On leaving school, he became an apprentice at Weygood Otis, the lift engineers, and subsequently helped to maintain the lifts at Broadcasting House and at Clarence House. In his free time he acted with Beckenham Amateur Dramatic Society.

In 1934, he resolved to give up lifts and to try for a career on the stage. Two seasons in repertory at Hull and further seasons at Brighton and Croydon led to his first appearance on the London stage in 1936, as George Furness in Rain Before Seven (Arts theatre). That year he also played George in a production of Busman's Honeymoon (Comedy), and in 1937 he was George Lumb in Flying Blind (Arts).

In 1938, besides playing Eddie Norman in Heaven and Charing Cross (Players'), Denham made his first wireless broadcast - a dramatisation of the history of flight, from Icarus onwards. This led to a role, in 1939, in the Tommy Handley radio show ITMA and in numerous other BBC wireless entertainments, among them Lucky Dip, Wings over Ruritania and Elevenses.

He served in the Army throughout the Second World War, first in the Buffs and then in the Royal Artillery, and was mentioned in dispatches in 1946. Demobbed in the rank of captain, he returned to the BBC as a member of the cast of Much Binding in the Marsh. Here he played a host of characters, including Dudley Davenport ("Oh, I say . . . I am no fool"), Ivy Clingbine, and the genteel Fred, who pronounced his name "Fraid" and whose "yes" rhymed with "lace".

In the era before television had taken hold, Much Binding in the Marsh was immensely popular. Denham's vocal powers became familiar to an audience of 20 million.

He also started appearing in films: as the police chief in David Lean's Oliver Twist (1948), and as a dotty Nazi spy irritating British diplomats - Basil Radford and Naunton Wayne among them - in It's Not Cricket (1949). In 1954 he was Flight Lieutenant Blore in the film, starring Gregory Peck, of H E Bates's novel The Purple Plain; the superb performance he gave would long remain one of Denham's own favourite screen roles.
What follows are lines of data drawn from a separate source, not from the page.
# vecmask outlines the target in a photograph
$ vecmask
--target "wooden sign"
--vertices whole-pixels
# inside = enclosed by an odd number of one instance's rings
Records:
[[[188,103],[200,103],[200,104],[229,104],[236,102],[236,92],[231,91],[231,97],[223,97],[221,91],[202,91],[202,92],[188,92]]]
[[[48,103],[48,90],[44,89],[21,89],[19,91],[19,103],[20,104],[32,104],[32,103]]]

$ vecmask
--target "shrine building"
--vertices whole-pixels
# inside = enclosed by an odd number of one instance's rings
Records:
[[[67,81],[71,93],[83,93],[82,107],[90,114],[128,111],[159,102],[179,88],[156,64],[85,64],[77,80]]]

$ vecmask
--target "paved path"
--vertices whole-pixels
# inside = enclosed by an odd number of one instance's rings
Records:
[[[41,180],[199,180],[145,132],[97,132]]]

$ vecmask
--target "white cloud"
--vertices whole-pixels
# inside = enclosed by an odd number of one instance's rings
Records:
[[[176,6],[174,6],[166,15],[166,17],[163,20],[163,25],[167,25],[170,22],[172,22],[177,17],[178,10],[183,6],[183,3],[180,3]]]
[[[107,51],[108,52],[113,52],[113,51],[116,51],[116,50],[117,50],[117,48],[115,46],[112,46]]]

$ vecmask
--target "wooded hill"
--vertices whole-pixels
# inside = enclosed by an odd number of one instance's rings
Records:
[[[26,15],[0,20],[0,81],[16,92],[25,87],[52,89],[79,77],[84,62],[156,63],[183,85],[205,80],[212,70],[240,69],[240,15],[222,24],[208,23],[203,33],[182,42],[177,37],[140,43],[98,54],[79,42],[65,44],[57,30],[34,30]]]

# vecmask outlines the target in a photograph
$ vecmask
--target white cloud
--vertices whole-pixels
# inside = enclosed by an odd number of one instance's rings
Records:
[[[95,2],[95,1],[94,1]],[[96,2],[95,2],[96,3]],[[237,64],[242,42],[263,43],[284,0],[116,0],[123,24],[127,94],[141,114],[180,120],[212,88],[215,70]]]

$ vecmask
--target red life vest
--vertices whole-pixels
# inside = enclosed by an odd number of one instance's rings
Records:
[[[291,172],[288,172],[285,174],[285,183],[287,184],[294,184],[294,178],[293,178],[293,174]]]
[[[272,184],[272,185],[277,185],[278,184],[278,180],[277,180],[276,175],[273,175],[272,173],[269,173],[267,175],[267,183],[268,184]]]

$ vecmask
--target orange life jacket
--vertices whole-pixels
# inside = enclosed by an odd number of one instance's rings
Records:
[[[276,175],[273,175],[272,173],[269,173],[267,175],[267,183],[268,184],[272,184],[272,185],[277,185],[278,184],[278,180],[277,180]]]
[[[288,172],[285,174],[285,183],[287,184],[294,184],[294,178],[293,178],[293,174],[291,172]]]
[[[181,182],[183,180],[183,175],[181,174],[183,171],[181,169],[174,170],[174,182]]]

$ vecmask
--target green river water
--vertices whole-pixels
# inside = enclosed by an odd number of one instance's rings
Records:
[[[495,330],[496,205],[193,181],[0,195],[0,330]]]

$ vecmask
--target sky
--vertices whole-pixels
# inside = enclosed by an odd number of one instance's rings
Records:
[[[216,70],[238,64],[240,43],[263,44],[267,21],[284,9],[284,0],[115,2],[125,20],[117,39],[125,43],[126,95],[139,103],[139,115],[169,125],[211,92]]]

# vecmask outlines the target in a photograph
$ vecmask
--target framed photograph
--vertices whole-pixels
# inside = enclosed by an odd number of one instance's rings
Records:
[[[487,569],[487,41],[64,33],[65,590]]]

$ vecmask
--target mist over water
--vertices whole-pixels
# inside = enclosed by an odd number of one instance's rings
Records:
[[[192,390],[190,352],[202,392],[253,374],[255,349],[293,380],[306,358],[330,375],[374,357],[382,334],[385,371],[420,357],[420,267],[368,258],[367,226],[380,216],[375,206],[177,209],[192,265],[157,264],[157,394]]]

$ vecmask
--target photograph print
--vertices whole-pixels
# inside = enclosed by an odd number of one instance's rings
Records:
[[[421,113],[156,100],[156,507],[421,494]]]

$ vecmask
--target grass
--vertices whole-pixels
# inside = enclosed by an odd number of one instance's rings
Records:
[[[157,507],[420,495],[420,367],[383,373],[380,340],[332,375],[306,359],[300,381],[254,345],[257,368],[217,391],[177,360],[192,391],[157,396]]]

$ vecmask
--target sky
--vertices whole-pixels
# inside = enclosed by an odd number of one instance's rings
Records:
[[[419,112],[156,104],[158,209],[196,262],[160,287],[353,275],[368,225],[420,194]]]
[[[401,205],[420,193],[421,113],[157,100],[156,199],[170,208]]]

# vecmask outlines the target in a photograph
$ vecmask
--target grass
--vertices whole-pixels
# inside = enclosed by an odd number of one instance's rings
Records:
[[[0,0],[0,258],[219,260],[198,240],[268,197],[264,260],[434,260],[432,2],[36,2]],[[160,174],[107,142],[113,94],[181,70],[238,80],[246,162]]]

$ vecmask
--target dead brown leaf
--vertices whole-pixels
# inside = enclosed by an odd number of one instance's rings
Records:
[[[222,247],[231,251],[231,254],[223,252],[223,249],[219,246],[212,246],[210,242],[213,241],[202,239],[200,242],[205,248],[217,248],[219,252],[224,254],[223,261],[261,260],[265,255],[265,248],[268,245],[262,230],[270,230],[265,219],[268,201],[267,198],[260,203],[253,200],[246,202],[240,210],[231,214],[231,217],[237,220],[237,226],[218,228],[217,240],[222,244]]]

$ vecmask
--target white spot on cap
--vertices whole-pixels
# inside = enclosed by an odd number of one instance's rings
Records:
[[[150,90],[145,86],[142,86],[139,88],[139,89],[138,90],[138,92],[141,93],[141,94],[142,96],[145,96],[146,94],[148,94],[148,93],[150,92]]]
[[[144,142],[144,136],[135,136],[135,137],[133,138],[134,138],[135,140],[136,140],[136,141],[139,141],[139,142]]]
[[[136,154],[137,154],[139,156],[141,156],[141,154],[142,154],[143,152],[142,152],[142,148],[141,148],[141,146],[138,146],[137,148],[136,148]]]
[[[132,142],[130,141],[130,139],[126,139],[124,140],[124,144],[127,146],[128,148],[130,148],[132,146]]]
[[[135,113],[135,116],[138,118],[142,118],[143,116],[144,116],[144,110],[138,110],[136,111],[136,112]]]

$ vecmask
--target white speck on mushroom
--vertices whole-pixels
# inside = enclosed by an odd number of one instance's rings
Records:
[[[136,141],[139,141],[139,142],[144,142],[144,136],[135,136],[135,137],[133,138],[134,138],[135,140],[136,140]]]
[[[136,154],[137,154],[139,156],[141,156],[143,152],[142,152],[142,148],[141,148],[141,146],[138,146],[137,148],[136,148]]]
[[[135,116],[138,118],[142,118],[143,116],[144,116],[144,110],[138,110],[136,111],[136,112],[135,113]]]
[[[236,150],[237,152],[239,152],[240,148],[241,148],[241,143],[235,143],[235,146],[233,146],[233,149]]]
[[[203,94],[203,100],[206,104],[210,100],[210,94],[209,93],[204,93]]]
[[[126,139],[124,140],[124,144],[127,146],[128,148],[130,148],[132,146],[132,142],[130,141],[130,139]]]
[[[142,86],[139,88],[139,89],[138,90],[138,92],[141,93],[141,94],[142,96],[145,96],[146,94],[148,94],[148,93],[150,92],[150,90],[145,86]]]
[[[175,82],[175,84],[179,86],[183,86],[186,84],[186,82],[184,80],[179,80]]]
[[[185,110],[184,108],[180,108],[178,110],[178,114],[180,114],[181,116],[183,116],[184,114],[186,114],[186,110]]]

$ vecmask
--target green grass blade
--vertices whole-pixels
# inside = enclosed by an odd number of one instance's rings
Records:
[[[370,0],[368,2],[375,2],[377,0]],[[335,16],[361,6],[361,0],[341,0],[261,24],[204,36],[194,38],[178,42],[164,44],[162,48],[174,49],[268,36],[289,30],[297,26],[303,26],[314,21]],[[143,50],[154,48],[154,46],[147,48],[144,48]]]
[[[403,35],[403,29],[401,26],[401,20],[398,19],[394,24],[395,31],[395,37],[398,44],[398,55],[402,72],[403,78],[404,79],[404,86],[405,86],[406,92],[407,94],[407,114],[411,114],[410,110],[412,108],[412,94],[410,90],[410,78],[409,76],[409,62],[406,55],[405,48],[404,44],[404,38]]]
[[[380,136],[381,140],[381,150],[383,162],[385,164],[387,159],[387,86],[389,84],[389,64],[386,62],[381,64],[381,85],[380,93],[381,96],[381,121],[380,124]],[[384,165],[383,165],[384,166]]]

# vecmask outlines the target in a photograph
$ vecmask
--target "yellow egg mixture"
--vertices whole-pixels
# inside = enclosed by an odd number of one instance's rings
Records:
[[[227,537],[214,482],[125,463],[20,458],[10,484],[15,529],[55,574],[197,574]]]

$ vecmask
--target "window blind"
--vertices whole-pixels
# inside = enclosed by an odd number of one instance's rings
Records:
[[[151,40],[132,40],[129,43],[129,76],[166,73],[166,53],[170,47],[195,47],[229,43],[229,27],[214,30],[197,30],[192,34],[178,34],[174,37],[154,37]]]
He had returned to the theatre in 1949, to act with the two brilliant Hermiones - Gingold and Baddeley - in a Noel Coward double bill. As Henry Gow in Fumed Oak and Willy Banbury in Fallen Angels (Ambassadors), Denham's ability to be amusingly humourless proved especially apt.

After a season of Shaw plays at the Arts theatre, and John Mortimer's early double bill of one-acters, Dock Brief and What Shall We Tell Caroline? at Hammersmith, Denham landed good parts in Denis Cannan's Who's Your Father? (Cambridge) and The Andersonville Trial (Mermaid).

His plucky attempts at King John and at Macbeth for the Old Vic in 1961 did not bring out the best in Denham's art. W A Darlington, of The Daily Telegraph, felt that his delivery in "a good loud voice" of Macbeth's speeches did not do justice to their beauty.

It was with more success that he took on the title part, at the Mermaid in 1967, in Lessing's Nathan the Wise; and at the same theatre three years' later he brought his beautiful voice control to bear most effectively on Proteus in Shaw's The Apple Cart.

His later stage roles included Uncle Vanya (Hampstead, 1979), and a part in Incident at Tulse Hill (Hampstead, 1981). On television, he appeared as a jailed judge in Porridge, as the Archbishop of Canterbury in Edward and Mrs Simpson, and in episodes of The Professionals, Sherlock Holmes, Inspector Morse, Pie in the Sky and Peak Practice.

In 1992, for BBC2, he joined an exceptionally strong cast - Maggie Smith, Michael Hordern, Renee Asherson, Thora Hurd, Cyril Cusack and others - for an adaptation of Muriel Spark's Memento Mori, a brilliant comic satire on the quirks and perils of old age. Many of the actors, including Denham, were themselves already in their eighties.

As time passed, Denham came to regret the growth of recording of both wireless and television drama. Whereas plays had once been acted "live" over the air, in one go from start to finish, Denham felt that the modern practice of rehearsing in segments, each one separately recorded, made the experience of acting in them less exciting.

His many film credits include Fame is the Spur; Here Come The Huggetts; The Blue Lagoon; Our Man in Havana; Doctor at Sea; Nicholas and Alexandra; Day of the Jackal; and 84 Charing Cross Road.

Denham was appointed OBE in 1992.

He married, in 1936, Margaret Dunn, who died in 1971. They had two sons and a daughter.